One student in the audience repeated an anecdote he’d heard about a New Orleans teenager who commandeered a school bus and drove everyone on his block to Texas. “If a 15-year-old boy on such short notice could come up with an idea like that,” asked the student, “why is it that with years of planning and 48 hours of notice the government couldn’t?”

Such stories underscore the need for a commission to determine the failings of government response, Morial said. “The commission needs to examine if the evacuation was given at its earliest state to provide the maximum opportunity for people to get out of the community. The second thing is, was the plan to manage the shelters of last resort fully executed?”

While he approved of the city’s disaster-preparedness plan, Morial had doubts about whether its steps were effectively followed. “Last year they had a mock exercise with Hurricane Kate, which was a mock Category 5 hurricane,” he said. “Did the top officials attend? Or was this relegated to some second- or third-level bureaucrat in the city? The business of disaster preparedness and disaster response is a sophisticated component of government. And the people entrusted, either the FEMA director or the local emergency-preparedness directors, have to be people who are trained, skilled, and certified in doing this. These are not jobs for political hacks.”

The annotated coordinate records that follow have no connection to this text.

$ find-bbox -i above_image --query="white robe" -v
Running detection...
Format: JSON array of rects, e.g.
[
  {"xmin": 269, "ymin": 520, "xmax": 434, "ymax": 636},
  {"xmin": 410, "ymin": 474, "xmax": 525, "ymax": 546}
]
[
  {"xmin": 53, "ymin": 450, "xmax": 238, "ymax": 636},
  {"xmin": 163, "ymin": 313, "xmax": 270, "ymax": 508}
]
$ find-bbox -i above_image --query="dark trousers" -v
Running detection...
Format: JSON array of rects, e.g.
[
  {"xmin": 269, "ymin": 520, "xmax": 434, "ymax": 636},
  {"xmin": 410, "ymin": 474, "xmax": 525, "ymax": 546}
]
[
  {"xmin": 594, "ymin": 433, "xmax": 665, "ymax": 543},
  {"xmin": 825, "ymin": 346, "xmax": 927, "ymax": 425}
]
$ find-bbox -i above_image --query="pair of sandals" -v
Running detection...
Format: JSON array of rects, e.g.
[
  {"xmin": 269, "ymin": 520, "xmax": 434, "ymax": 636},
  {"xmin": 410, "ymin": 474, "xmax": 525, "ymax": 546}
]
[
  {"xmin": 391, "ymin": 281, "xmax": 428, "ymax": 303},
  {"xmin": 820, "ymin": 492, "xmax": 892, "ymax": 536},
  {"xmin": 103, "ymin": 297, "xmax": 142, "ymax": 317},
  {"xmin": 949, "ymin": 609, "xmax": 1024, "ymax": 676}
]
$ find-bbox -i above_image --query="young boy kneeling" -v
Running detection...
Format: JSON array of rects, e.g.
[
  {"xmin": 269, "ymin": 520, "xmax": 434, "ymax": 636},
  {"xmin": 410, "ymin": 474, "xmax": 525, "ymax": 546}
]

Looking ahead, Morial challenged his audience to “give of their time, their talent and their treasure” to help the hurricane victims. “Go to a shelter here and say, ‘I’ve got 200 students from the University of Pennsylvania here to help … What do you need?’ I can’t tell you the positive effect it has on people to see that people care,” he said. “This is an opportunity, I think, to venture off campus and make a difference.”